1. People Smell. Badly.
This is a stinky city and I would like to blame it on the body oder of the Brits wafting through the air. Not only does the city smell (maybe because i'm used to fresh countryside) but the people have some serious BO issues, as in they could do with either a. being isolated (im thinking they should implement the bubble boy concept) or b. get some prescription deodorant. B doesn't work because as I discovered yesterday they have fairly odd deodorant over here. I was wandering my way through Boots (big pharmacy) and could NOT for the life of me find a stick of deodorant. I began to panic as I quickly began to envision my fear of being one of
them, a smelly bastard, become my reality. Ok well thats a bit of an exaggeration because they have spray on deodorant, but that just weirds me out and I didn't recognize any brands. That aside, it really kills your mood when youre stuck on the tube for 4 more stops and the guy standing next to you with his hand gripping the bar overhead has an immense pit stain that slightly resembles Lake Tahoe with a corresponding stench that stings the nostrils of 3 world countries. Also, I'd like to take this opportunity to point out that I learned this fact way before I even got to England. It happened in my math class with that teacher from England. For the love of God I can't recall his name but he smelled SO bad, we would leave class every day with a headache. Not my idea of a good time.

2. There are no rubbish bins (trash cans) anywhere.
Simply put, you will be walking around with an empty cup which once held your non-fat caramel macchiato from starbucks for 45 minutes before you find the trash. They are not in public sites like the tube, train or museums and its really annoying. I swear they do not exist. Mainly I think this is due to the tube bombing from a year or so ago but still, it only compels me to litter. Litterbugs go to hell. In which case this is a call out to Boris Johnson, Gordon Brown or the freaking Queen of England...whoever can hear me...please put some rubbish bins somewhere, anywhere, I dont care. Hook a sista up...I just don't want to be condemned to hell. Thanks.

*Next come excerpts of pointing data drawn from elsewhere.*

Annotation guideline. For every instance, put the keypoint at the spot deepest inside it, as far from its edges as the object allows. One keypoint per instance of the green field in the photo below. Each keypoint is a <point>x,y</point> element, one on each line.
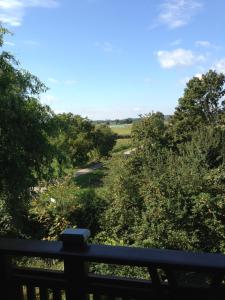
<point>124,129</point>
<point>122,145</point>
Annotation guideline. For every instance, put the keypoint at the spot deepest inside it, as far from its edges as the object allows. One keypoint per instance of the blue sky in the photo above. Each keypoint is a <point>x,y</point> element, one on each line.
<point>115,58</point>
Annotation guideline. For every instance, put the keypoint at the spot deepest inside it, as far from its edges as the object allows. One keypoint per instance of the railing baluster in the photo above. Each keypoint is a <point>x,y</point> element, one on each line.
<point>43,293</point>
<point>57,294</point>
<point>76,270</point>
<point>31,293</point>
<point>9,290</point>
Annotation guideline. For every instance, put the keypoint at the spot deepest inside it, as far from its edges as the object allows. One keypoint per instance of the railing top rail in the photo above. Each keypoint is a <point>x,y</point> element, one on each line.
<point>116,255</point>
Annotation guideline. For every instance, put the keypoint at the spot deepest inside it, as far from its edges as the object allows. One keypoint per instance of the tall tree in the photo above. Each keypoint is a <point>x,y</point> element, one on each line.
<point>202,104</point>
<point>25,124</point>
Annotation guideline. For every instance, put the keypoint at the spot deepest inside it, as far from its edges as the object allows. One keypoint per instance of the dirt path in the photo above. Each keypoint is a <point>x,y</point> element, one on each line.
<point>88,170</point>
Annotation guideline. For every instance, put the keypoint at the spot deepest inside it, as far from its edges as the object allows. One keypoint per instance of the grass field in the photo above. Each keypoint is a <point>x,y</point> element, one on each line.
<point>122,145</point>
<point>124,129</point>
<point>91,180</point>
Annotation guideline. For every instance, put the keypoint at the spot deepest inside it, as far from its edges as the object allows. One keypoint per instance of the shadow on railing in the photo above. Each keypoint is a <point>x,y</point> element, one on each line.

3. They don't think Americans are cool the way we think Brits with hot accents are cool...
I can't tell you why but i've gotten the strangest reactions from people the second I open my yapper. Maybe its because I open my yapper and not my mouth but honestly, i've made an effort to be extra polite and not offend anyone by my jokes. I've found that the chicks here aren't very warm and welcoming and I've gotten so many dirty looks from them when i'm in a store and have politely asked a simple question. Solution: I utilize my British accent whenever I shop. Simple enough. Seemingly...until I whip out my US Bank debit card to pay and they look at me like i'm nuts because clearly i'm not from these parts. 60% of the time it works every time.


4. Tube rules:

a. Stand sideways on the tube, not forward. If you stand sideways you can successfully lean when it stops and starts without flying forward or back. If you like being catapulted, don't listen to my advice.

b. Dont eat on the tube. One day I realized how dirty and disease prone/ swine flu prone the tube is and thought that hand to mouth would be a deadly movement.
Hence, antibacterial gel is great for on the go. Look at me i'm swine flu free! ps. swine flu is apparently in my building, awesome.

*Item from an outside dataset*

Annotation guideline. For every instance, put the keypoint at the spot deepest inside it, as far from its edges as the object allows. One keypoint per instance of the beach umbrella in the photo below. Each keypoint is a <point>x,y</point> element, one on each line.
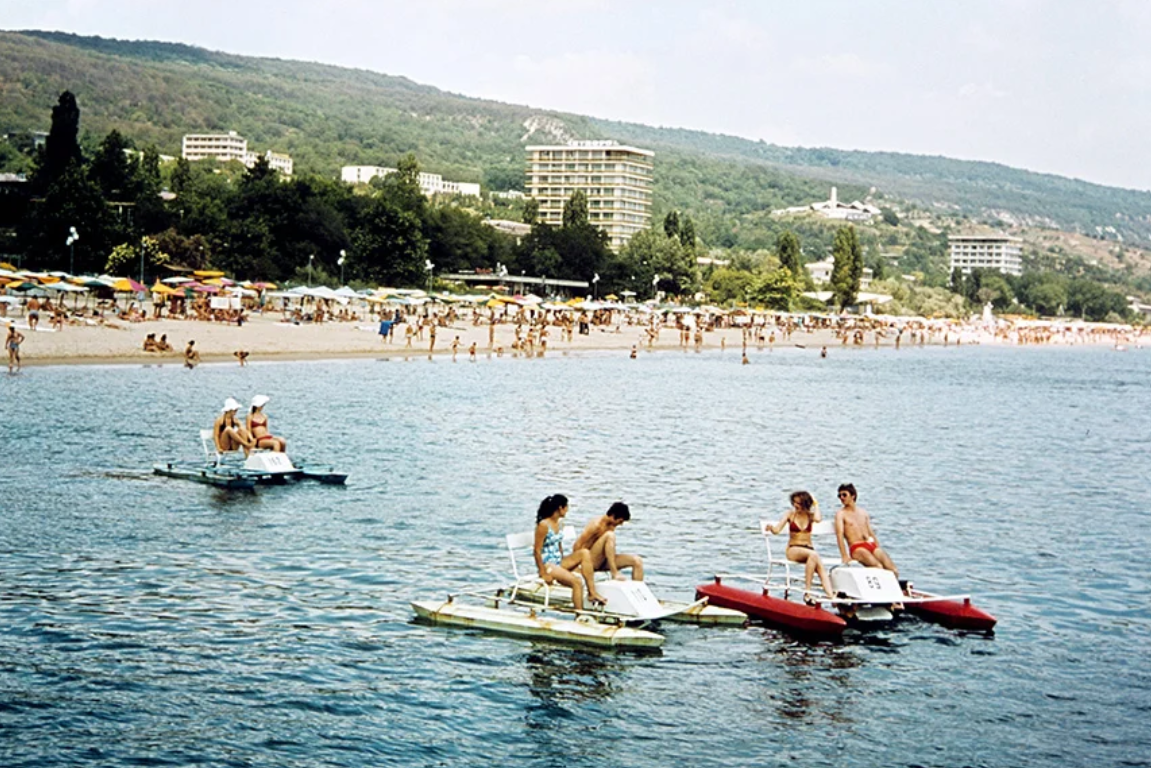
<point>127,284</point>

c. Read the daily paper to kill time on the tube, like the Metro. Today they had an article about a guy who had half of his butt cheek chopped off from a boat propeller. Solid reading, always a good time.

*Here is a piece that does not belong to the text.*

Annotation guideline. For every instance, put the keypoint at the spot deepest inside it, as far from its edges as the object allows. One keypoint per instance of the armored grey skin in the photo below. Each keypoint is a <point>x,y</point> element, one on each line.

d. Avoid the smelly guy mentioned in point #1, there always is one on every tube.

e. Don't take your time when your either entering/exiting the tube doors or the tube gates because they WILL close on you and it hurts. Today I got caught in one of the doors and held up the line. Some bloke behind me kept telling me to move out of the doorway and I kept thinking to myself, well that would be convenient, wouldn't it now?...if only my left arm and handbag weren't deathly clamped in between the doors maybe I could just get out of the way for you, kind sir.


5. Don't succumb to the old men just because of the accent
Just because they say 'ello luv and 'ey there beautiful with smooth british laden lingo doesn't mean that they are nice people. They are the equivalent to the creepy mexicans in orange outside of taqueria de anda hollering at you in spanish. See, not alluring at all when you really think about it.

*sidenote:
However, British accents ARE in fact, as cool/hot as we think they are.

6. They eat mayonnaise and potatoes with everything
Chips (fries), jacket potatoes (baked), mashed, broiled, boiled, hashbrowns. Every meal hands down. Potatoes. And they eat everything with mayo. Yummmm.


That is all I can muster up for the moment. More to come.